Agriculture Secretary Tom Vilsack announced that USDA is investing $8.8 million to boost the production of advanced biofuels and sustain jobs at renewable energy facilities in 39 states.
"Advanced biofuels expand America's energy options and increase our sources of homegrown, renewable energy," Vilsack said. "These payments not only help to spur biofuel production, but also protect the environment and help create jobs by building a renewable energy economy in rural areas."
The funding is being provided through USDA's Advanced Biofuel Payment Program, which was established in the 2008 Farm Bill. Payments are made to biofuels producers based on the amount of advanced biofuels produced from renewable biomass, other than corn kernel starch. Examples of eligible feedstocks include crop residue, food and yard waste, vegetable oil, and animal fat. Through this program to date, USDA has made $308 million in payments to 382 producers in 47 states and territories. These payments have produced enough biofuel to provide more than 391 billion kilowatt hours of electric energy.
Secretary Vilsack has recognized the biobased economy as one of the pillars that strengthen rural communities. Through the Advanced Biofuel Payment Program and other USDA programs, USDA is working to support the research, investment and infrastructure necessary to build a strong biofuels industry that creates jobs and broadens the range of feedstocks used to produce renewable fuel. Over the course of this Administration, USDA has invested $332 million to accelerate research on renewable energy ranging from genomic research on bioenergy feedstock crops, to development of biofuel conversion processes and costs/benefit estimates of renewable energy production.
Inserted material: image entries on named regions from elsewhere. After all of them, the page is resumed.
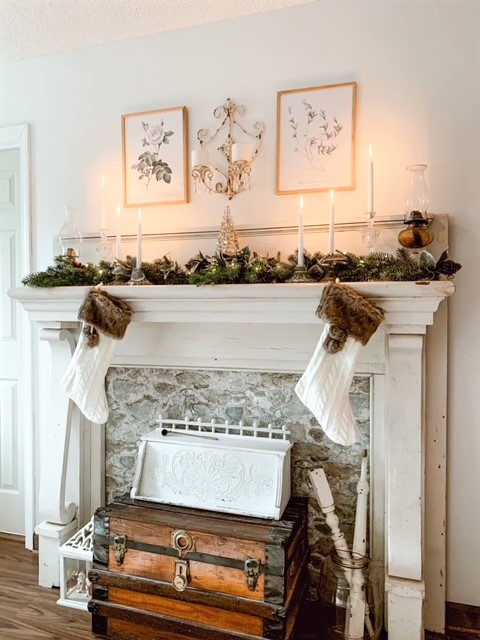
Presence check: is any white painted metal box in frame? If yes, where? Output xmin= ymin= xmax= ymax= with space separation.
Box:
xmin=130 ymin=418 xmax=292 ymax=520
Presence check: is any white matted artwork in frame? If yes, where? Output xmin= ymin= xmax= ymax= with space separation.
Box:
xmin=122 ymin=107 xmax=189 ymax=207
xmin=277 ymin=82 xmax=356 ymax=195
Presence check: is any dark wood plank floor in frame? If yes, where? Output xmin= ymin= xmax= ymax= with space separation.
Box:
xmin=0 ymin=537 xmax=94 ymax=640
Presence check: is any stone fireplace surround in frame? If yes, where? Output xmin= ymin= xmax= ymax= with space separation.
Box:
xmin=9 ymin=282 xmax=454 ymax=640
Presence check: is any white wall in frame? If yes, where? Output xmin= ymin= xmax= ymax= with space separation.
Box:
xmin=0 ymin=0 xmax=480 ymax=605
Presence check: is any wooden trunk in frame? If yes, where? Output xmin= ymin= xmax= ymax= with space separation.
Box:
xmin=89 ymin=497 xmax=308 ymax=640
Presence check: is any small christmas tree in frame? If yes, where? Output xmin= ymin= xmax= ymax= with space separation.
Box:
xmin=217 ymin=206 xmax=240 ymax=256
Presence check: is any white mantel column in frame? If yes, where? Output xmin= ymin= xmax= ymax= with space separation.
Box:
xmin=385 ymin=327 xmax=425 ymax=640
xmin=35 ymin=323 xmax=78 ymax=587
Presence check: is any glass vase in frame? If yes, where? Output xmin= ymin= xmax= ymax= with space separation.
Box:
xmin=54 ymin=205 xmax=82 ymax=260
xmin=405 ymin=164 xmax=429 ymax=222
xmin=318 ymin=547 xmax=383 ymax=640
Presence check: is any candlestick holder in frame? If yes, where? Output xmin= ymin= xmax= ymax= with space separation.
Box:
xmin=320 ymin=251 xmax=348 ymax=282
xmin=287 ymin=265 xmax=316 ymax=284
xmin=127 ymin=263 xmax=150 ymax=285
xmin=112 ymin=258 xmax=132 ymax=284
xmin=97 ymin=229 xmax=113 ymax=262
xmin=360 ymin=211 xmax=380 ymax=250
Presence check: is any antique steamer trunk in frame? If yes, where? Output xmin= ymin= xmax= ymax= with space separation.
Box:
xmin=89 ymin=496 xmax=308 ymax=640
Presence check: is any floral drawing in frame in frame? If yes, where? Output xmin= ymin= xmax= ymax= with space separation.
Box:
xmin=276 ymin=82 xmax=356 ymax=195
xmin=122 ymin=107 xmax=189 ymax=207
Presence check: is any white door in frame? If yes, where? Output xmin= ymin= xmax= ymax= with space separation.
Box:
xmin=0 ymin=149 xmax=25 ymax=535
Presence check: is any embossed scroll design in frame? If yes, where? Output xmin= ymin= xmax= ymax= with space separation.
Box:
xmin=146 ymin=449 xmax=273 ymax=503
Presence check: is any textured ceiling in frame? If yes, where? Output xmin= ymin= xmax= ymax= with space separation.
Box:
xmin=0 ymin=0 xmax=318 ymax=63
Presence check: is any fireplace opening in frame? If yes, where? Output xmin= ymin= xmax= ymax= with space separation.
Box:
xmin=105 ymin=367 xmax=373 ymax=600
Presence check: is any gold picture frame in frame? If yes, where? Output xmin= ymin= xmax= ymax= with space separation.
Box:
xmin=276 ymin=82 xmax=357 ymax=195
xmin=122 ymin=106 xmax=189 ymax=207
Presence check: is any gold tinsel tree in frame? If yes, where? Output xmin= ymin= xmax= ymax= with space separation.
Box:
xmin=217 ymin=206 xmax=240 ymax=256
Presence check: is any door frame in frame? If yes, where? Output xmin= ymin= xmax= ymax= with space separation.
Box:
xmin=0 ymin=124 xmax=37 ymax=550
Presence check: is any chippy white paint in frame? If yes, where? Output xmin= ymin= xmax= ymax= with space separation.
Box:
xmin=9 ymin=282 xmax=454 ymax=640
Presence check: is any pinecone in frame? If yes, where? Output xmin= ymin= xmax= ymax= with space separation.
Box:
xmin=435 ymin=260 xmax=462 ymax=280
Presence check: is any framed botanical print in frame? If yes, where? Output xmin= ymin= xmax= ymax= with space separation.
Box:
xmin=276 ymin=82 xmax=356 ymax=195
xmin=122 ymin=107 xmax=189 ymax=207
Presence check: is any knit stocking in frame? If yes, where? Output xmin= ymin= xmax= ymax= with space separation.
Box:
xmin=295 ymin=284 xmax=384 ymax=445
xmin=61 ymin=289 xmax=132 ymax=424
xmin=61 ymin=325 xmax=118 ymax=424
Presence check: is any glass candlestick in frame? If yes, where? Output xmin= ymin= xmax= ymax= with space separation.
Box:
xmin=53 ymin=205 xmax=82 ymax=259
xmin=360 ymin=211 xmax=380 ymax=251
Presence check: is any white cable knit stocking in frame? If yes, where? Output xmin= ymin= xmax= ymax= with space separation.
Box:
xmin=295 ymin=282 xmax=385 ymax=445
xmin=61 ymin=324 xmax=118 ymax=424
xmin=295 ymin=324 xmax=362 ymax=445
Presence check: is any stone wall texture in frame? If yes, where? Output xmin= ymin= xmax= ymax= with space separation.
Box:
xmin=105 ymin=367 xmax=370 ymax=599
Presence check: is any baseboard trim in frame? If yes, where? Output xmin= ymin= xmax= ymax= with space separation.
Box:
xmin=445 ymin=602 xmax=480 ymax=637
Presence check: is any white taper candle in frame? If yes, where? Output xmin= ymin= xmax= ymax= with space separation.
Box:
xmin=115 ymin=204 xmax=122 ymax=259
xmin=137 ymin=209 xmax=142 ymax=269
xmin=100 ymin=176 xmax=107 ymax=230
xmin=328 ymin=189 xmax=335 ymax=255
xmin=367 ymin=145 xmax=374 ymax=213
xmin=297 ymin=196 xmax=304 ymax=267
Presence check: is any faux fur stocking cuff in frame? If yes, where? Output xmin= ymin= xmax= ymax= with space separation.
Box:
xmin=78 ymin=289 xmax=133 ymax=347
xmin=316 ymin=283 xmax=385 ymax=353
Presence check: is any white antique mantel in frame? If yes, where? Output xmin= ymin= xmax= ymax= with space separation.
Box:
xmin=9 ymin=282 xmax=454 ymax=640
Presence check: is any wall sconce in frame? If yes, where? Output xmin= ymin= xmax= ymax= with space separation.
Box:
xmin=192 ymin=98 xmax=265 ymax=200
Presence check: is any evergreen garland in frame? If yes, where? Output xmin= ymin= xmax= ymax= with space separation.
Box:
xmin=22 ymin=247 xmax=461 ymax=288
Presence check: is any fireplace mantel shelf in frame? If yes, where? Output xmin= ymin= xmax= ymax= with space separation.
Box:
xmin=8 ymin=281 xmax=454 ymax=327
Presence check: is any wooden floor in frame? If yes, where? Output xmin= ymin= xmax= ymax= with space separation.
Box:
xmin=0 ymin=536 xmax=480 ymax=640
xmin=0 ymin=537 xmax=94 ymax=640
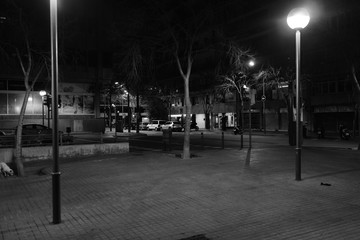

USDA has also supported efforts to build six new biorefineries to produce advanced biofuels in Louisiana, Georgia, Oregon, Nevada, North Carolina, and Iowa, in addition to three existing facilities in New Mexico, Michigan and Florida.
Investments in renewable energy and the biobased economy are a leading part of USDA's commitment to mitigating climate change and promoting a clean-energy economy.
Quad County Corn Processors Co-Op of Galva, Iowa, is receiving a $2,011 payment to convert more than 39 million gallons of corn kernel fiber into 660,000 gallons of cellulosic ethanol. The company converts the fiber into ethanol and other products using a process developed by its own research team.
Scott Petroleum Corporation in Itta Bena, Miss., is receiving a $13,165 payment to produce more than 2.6 million gallons of biodiesel from 3 million gallons of waste, non-food grade corn and catfish oil and poultry fat. The biodiesel is distributed throughout Arkansas, Louisiana and Mississippi.
View the complete list of producers receiving payments.
USDA has developed new markets for rural-made products, including more than 2,500 biobased products through USDA's BioPreferred program since 2009; and has invested $64 billion in infrastructure, housing and community facilities to help improve the quality of life in rural America.